1. My wife and I had to change our Primary care doctor because they decided to convert into a "Concierge Medicine Model." This means they still take our insurance but we would have to pay a membership fee of $2,300 per year. We are mid-30's and fairly health so we really only go in for annual check-ups and paying this membership fee just didn't make financial sense. It sucks because we loved our Doctor but we're basically being forced out. I've heard about this happening to others, but only anecdotally. Is this a new nationwide trend?

We found a doctor in our neighborhood and everything looked great on their website, but then we go to the "Membership Model" part with an $83 per month charge. The practice said they could provide receipts for out-of-network insurance submissions, but that doesn't work for us. Again, it sucks because the level of care this practice was offering looked great.

Is this the future of medicine because insurance companies have made it so impossible?

2. We got a new primary care doctor and according to CareFirst, our insurance, they were in-network. My wife goes in and two weeks later gets a $600+ bill for blood work because the place they send their blood work to was out of network.
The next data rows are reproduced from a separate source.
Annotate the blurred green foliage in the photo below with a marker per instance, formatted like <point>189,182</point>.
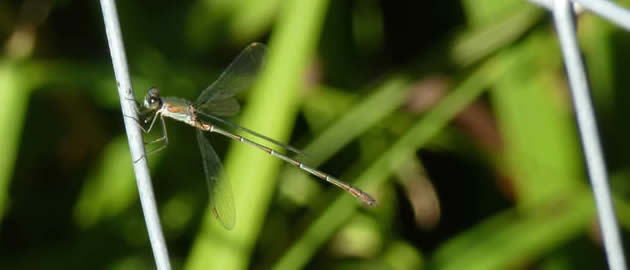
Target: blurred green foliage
<point>455,115</point>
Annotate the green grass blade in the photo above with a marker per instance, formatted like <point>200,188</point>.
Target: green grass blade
<point>343,207</point>
<point>271,110</point>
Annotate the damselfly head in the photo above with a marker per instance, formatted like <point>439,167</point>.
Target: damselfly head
<point>152,100</point>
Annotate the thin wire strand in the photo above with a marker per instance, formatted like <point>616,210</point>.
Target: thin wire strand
<point>587,125</point>
<point>134,135</point>
<point>608,10</point>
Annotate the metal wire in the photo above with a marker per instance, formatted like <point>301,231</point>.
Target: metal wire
<point>565,25</point>
<point>134,135</point>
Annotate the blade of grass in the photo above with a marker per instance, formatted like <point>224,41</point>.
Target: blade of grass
<point>271,110</point>
<point>513,237</point>
<point>13,103</point>
<point>342,208</point>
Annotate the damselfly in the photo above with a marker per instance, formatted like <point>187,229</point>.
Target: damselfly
<point>216,101</point>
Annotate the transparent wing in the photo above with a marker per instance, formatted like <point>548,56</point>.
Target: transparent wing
<point>219,188</point>
<point>239,76</point>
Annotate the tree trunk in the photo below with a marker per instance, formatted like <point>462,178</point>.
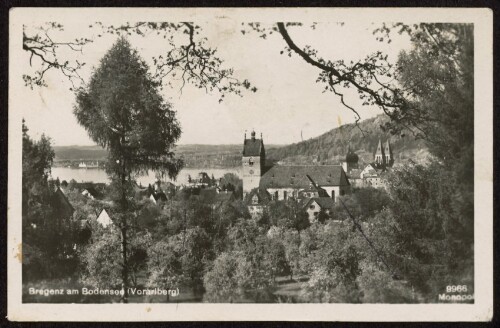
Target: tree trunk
<point>125,265</point>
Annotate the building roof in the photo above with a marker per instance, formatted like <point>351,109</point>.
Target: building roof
<point>323,202</point>
<point>263,196</point>
<point>93,192</point>
<point>354,174</point>
<point>61,204</point>
<point>159,196</point>
<point>253,147</point>
<point>295,176</point>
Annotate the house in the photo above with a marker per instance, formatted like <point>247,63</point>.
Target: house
<point>158,197</point>
<point>104,219</point>
<point>202,180</point>
<point>284,182</point>
<point>63,209</point>
<point>373,176</point>
<point>91,193</point>
<point>313,207</point>
<point>215,197</point>
<point>256,202</point>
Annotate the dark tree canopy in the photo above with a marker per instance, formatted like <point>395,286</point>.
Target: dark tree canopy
<point>122,111</point>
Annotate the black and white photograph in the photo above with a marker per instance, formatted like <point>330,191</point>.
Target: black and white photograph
<point>221,158</point>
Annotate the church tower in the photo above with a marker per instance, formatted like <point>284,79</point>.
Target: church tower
<point>379,154</point>
<point>389,160</point>
<point>253,161</point>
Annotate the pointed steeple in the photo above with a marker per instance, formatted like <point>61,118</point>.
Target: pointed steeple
<point>379,154</point>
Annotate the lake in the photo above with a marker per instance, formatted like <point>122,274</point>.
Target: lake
<point>99,176</point>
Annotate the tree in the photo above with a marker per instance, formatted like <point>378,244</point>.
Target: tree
<point>48,236</point>
<point>335,268</point>
<point>288,214</point>
<point>185,53</point>
<point>122,111</point>
<point>164,265</point>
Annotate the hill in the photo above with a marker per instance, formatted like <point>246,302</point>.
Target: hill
<point>331,147</point>
<point>328,148</point>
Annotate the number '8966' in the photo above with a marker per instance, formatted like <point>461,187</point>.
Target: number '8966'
<point>456,288</point>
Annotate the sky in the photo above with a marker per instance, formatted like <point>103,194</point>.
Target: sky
<point>288,101</point>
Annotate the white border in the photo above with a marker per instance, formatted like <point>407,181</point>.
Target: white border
<point>481,310</point>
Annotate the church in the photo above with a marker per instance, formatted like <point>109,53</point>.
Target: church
<point>288,181</point>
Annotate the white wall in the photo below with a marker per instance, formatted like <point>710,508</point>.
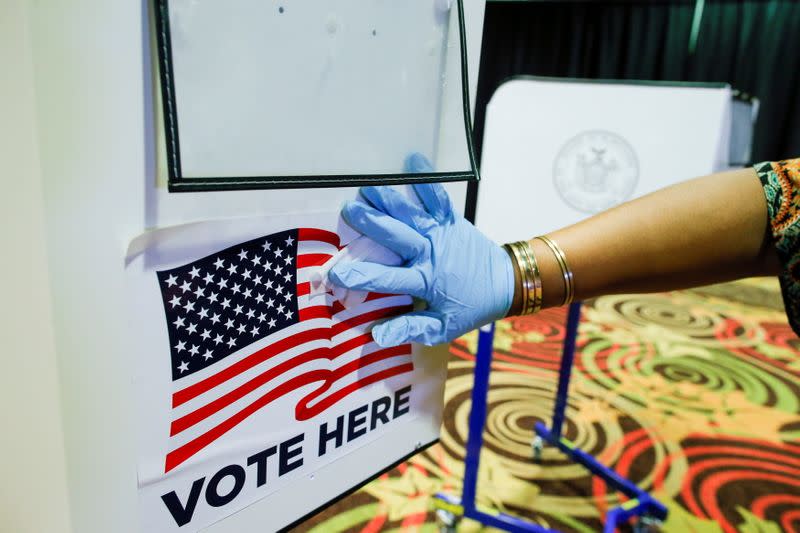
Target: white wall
<point>33,495</point>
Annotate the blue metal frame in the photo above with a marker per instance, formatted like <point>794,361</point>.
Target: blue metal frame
<point>640,503</point>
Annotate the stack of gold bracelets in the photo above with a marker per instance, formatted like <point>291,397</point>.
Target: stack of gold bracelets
<point>522,252</point>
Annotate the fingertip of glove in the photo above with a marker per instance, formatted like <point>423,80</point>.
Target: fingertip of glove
<point>386,337</point>
<point>337,274</point>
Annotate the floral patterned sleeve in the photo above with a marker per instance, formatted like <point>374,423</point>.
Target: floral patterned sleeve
<point>781,183</point>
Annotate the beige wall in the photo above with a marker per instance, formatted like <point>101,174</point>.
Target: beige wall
<point>33,494</point>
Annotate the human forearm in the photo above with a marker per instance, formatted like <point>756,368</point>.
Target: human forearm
<point>702,231</point>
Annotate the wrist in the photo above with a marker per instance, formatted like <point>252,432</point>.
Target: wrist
<point>515,307</point>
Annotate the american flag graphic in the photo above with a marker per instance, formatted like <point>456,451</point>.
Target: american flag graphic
<point>245,330</point>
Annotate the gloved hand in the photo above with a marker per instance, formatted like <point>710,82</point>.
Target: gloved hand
<point>466,279</point>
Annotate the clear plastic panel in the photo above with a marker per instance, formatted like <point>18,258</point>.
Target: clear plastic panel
<point>311,93</point>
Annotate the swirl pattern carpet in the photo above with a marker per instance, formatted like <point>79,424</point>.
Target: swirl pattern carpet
<point>694,395</point>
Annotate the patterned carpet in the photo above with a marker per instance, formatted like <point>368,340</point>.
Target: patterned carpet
<point>694,395</point>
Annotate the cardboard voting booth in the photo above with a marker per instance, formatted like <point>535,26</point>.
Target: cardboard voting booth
<point>192,169</point>
<point>556,151</point>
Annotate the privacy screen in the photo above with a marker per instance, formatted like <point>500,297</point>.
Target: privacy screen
<point>263,94</point>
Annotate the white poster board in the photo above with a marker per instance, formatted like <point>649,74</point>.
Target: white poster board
<point>252,376</point>
<point>96,151</point>
<point>557,151</point>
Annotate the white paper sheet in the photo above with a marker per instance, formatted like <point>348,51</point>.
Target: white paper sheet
<point>222,426</point>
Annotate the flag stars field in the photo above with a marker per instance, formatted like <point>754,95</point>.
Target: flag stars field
<point>213,302</point>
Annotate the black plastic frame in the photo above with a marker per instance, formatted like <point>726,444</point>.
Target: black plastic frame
<point>179,183</point>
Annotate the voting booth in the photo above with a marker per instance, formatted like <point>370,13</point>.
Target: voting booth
<point>186,166</point>
<point>556,151</point>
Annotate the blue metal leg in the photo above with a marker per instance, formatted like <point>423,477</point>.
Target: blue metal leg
<point>565,370</point>
<point>640,504</point>
<point>477,420</point>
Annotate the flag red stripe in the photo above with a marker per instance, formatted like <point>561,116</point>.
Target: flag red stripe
<point>303,289</point>
<point>315,311</point>
<point>193,391</point>
<point>377,296</point>
<point>181,454</point>
<point>315,234</point>
<point>307,260</point>
<point>220,403</point>
<point>303,412</point>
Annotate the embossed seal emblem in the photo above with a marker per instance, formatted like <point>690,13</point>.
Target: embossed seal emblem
<point>595,170</point>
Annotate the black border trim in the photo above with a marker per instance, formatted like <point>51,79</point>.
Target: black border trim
<point>178,183</point>
<point>356,487</point>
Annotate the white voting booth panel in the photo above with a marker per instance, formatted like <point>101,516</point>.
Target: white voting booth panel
<point>94,108</point>
<point>557,151</point>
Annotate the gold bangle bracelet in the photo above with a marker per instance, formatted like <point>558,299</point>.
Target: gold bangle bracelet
<point>530,276</point>
<point>527,282</point>
<point>561,259</point>
<point>535,303</point>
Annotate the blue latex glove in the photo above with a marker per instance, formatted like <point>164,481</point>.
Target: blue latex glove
<point>466,279</point>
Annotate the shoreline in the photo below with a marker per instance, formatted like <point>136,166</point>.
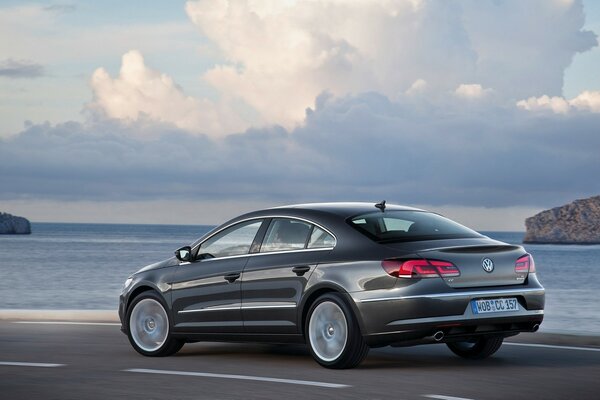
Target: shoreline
<point>111,316</point>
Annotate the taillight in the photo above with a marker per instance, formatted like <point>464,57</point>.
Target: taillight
<point>420,268</point>
<point>525,264</point>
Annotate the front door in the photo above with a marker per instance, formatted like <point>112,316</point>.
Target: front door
<point>275,278</point>
<point>206,293</point>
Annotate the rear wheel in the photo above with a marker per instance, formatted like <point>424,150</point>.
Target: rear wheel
<point>149,328</point>
<point>476,348</point>
<point>333,334</point>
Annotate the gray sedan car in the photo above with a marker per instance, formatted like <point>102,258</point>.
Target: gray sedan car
<point>340,277</point>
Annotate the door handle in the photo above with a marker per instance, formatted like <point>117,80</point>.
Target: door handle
<point>231,277</point>
<point>301,270</point>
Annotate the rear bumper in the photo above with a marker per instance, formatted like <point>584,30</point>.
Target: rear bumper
<point>397,316</point>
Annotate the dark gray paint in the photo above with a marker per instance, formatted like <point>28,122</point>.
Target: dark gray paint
<point>389,310</point>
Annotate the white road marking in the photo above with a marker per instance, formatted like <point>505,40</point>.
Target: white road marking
<point>550,346</point>
<point>241,377</point>
<point>22,364</point>
<point>68,323</point>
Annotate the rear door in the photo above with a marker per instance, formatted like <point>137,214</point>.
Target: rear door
<point>274,279</point>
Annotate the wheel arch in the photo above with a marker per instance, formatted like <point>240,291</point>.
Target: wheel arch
<point>139,289</point>
<point>316,292</point>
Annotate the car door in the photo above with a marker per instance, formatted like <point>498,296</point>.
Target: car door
<point>274,279</point>
<point>206,293</point>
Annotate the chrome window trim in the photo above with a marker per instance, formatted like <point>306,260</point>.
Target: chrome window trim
<point>509,292</point>
<point>194,249</point>
<point>265,254</point>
My wife calls and they casually mention if we let them know, they can send our blood work to Lab Corp(our in-network lab). It's kind of infuriating they didn't mention this at the beginning of the appointment and now it seems like we are on the hook for this bill that isn't really in our budget. Is it possible to get out of this?
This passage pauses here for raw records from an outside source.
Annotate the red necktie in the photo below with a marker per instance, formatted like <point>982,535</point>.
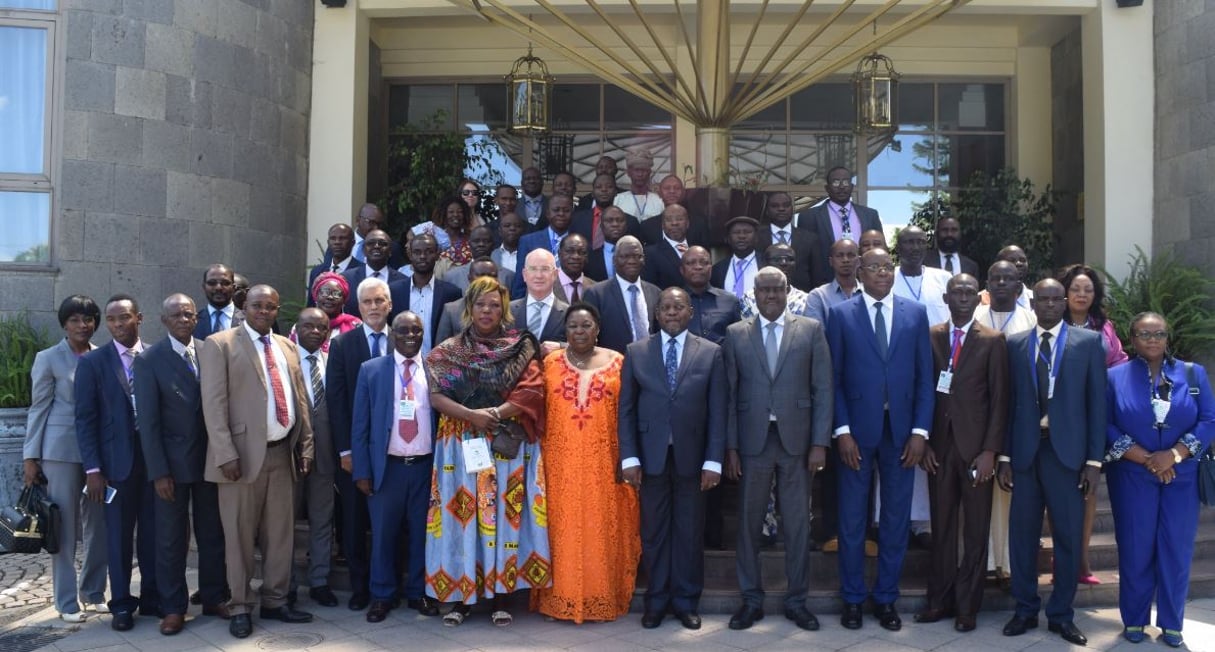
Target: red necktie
<point>276,384</point>
<point>407,427</point>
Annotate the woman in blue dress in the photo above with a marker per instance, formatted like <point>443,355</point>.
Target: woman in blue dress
<point>1162,417</point>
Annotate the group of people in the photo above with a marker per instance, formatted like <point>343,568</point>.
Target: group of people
<point>462,413</point>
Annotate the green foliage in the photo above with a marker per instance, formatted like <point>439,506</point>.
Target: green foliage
<point>1179,292</point>
<point>20,342</point>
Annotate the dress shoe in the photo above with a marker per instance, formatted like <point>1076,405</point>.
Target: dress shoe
<point>745,617</point>
<point>378,611</point>
<point>241,625</point>
<point>802,618</point>
<point>171,624</point>
<point>424,606</point>
<point>286,614</point>
<point>322,595</point>
<point>123,621</point>
<point>887,617</point>
<point>851,618</point>
<point>1018,625</point>
<point>689,619</point>
<point>1068,631</point>
<point>359,601</point>
<point>651,619</point>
I have an appointment there in two weeks, and I will be sure to mention they need to send my blood work to our in-network lab, but my fear is that maybe they wont. It would be pretty easy for anyone I tell to forget to make that note on my file. How can I insulate myself against having to try to dodge a $600 blood work bill? Do i have to go so far as to record the conversation our type something up and have them sign it?

Again, how common is this? Are there protections against it?

Thanks for doing your amazing show and building this community.